Setahun terakhir, Kinong lebih banyak memiliki waktu luang, tepatnya sejak bemo benar-benar dilarang beroperasi di Jakarta. Dulu, pagi-pagi benar, Kinong sudah narik bemo. Sekitar pukul 09.00, Kinong kembali ke rumah dan mengendarai bemo yang telah dimodifikasi sedemikian rupa sehingga tempat duduk penumpangnya menjadi tempat rak buku. Dengan bemo—yang disebutnya bemo baca—itu, ia berkeliling ke sekolah-sekolah di kawasan Karet Tengsin, Tanah Abang.
“Dulu biasanya dari jam 9 hingga pulang sekolah, saya nongkrong di depan sekolah, menjaga perpustakaan keliling,” kata Kinong. “Setiap hari, saya nyamperin bergantian sekolah-sekolah di sekitar Karet Tengsin ini, mulai dari PAUD hingga SMP. Senang rasanya melihat anak-anak pada rajin membaca.”
Kegiatan sosial ini dia jalankan sejak tahun 2013 berkat bantuan pengusaha dan pegiat pendidikan. Kini, kegiatan itu berangsur redup. “Sejak bemo dilarang beroperasi, saya tidak punya pekerjaan lagi. Dulu uang hasil narik bemo, sebagian untuk rumah, sebagian lagi untuk operasional bemo baca ini,” kata Kinong.
Untuk sekali jalan ke sekolah, bemo baca butuh 3-5 liter bahan bakar. "Sekarang saya dapat duit itu dari mana? Untuk makan saja susah,” lanjutnya setengah mengeluh.
Kini, saban sore Kinong ditemani istri dan anak bungsunya berjualan nasi rames di atas bemo baca di kolong jalan raya Karet Bivak. “Pelanggannya ya teman-teman saya, bekas sopir bemo juga yang sekarang narik pakai bajaj biru. Lumayan, sehari saya bisa ngejual sekitar 10 porsi nasi rames.”

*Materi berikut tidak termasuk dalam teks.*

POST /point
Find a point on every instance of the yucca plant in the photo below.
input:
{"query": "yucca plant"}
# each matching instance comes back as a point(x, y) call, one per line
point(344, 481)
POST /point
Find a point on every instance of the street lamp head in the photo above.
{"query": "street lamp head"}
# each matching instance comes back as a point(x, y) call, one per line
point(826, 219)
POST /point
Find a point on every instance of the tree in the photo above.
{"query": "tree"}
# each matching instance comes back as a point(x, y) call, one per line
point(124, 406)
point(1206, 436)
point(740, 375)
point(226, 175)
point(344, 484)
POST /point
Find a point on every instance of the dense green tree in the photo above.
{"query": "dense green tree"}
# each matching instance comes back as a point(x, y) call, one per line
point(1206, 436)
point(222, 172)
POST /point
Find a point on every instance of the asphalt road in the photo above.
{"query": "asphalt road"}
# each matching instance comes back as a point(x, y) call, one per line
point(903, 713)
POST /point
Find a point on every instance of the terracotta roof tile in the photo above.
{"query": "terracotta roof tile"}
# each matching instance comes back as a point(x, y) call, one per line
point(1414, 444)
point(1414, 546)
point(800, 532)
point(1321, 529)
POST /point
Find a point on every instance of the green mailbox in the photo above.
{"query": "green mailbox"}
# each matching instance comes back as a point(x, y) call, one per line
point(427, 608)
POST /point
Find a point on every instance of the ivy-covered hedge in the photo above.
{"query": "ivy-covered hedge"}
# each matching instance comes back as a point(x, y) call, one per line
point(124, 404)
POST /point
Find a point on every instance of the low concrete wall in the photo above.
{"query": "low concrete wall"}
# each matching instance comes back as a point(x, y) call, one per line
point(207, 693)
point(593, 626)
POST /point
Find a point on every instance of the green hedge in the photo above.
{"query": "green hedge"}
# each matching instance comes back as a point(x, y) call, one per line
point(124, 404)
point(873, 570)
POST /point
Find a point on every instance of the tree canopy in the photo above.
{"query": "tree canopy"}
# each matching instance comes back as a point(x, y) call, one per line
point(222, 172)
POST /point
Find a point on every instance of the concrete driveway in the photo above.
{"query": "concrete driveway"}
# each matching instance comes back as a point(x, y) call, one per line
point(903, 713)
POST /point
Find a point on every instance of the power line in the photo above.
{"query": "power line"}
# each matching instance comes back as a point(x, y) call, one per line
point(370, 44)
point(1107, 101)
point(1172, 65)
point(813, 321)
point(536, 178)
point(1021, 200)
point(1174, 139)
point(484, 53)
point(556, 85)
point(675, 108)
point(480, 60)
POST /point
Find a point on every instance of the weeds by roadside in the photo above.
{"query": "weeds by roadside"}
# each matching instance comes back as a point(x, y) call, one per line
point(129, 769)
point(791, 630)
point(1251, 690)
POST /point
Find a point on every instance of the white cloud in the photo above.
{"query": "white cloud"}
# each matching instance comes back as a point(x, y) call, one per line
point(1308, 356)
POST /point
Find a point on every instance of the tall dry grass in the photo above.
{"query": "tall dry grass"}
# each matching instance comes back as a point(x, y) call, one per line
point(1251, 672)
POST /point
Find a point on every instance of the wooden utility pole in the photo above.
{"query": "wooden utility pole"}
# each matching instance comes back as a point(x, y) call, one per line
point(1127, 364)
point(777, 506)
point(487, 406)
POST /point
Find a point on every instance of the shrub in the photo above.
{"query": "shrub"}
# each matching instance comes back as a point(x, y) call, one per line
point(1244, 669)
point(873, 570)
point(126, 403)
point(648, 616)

Sembari berjualan itulah, Kinong membuka gerai bemo baca agar koleksinya yang mencapai sekitar 300 buku tetap bermanfaat. "Sebenarnya, kalau buka perpustakaan disini, jarang anak kecil yang mampir. Lokasinya kurang bagus,” terang Kinong.
Bagi Kinong, membuka perpustakaan seperti panggilan jiwa. Ia tidak menuntut apa-apa agar kegiatannya itu terus berjalan. “Tapi ya bagaimana lagi, urusan dapur lebih penting. Kalau ada rezeki lebih, saya mampir ke sekolah untuk meminjamkan buku ini.”